Fourth Sunday of Advent
“He shall be peace.” (Malachi 5:4) With these words the prophet sums up the person of the Messiah who is promised to the people who await His coming. There are many things which God promises about the Messiah through the prophets; prophecies which we have heard proclaimed throughout Advent. The characteristics of his birth, his maturing, and again and again what the Messiah will do for His people and indeed for the whole of creation. And today, the prophecy we hear goes even further. Malachi tells us who the Messiah is: “He shall be peace.”
Peace incarnate. Certainly in a world with so many conflicts between nations, between peoples, with tensions of so many kinds seeping into families and friendships, certainly in such a world there is a desperate need for peace. Certainly there is a desperate need for such a Messiah. Yet, what will open my heart to realize my need for this peace? What will open my eyes to see Christ as the one whom I desire and the one whose coming will give me joy in the place of longing?

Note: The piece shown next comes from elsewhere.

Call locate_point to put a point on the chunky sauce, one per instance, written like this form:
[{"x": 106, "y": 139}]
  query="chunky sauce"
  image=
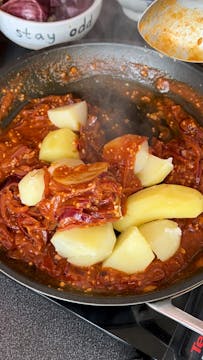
[{"x": 25, "y": 232}]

Today, in the few days remaining before Christmas, let us take a moment of silence to lift our unsettled hearts and lives and world up to the Lord. In silence, perhaps also in the sacrament of confession, let us offer our arguments and battles and angers and grudges to the Messiah who has been promised us, to Peace incarnate. Let us ask for the grace to watch eagerly for His coming, so that he may receive us, that He may receive all our need for Him, and that we may receive this One who so desires to give us His peace.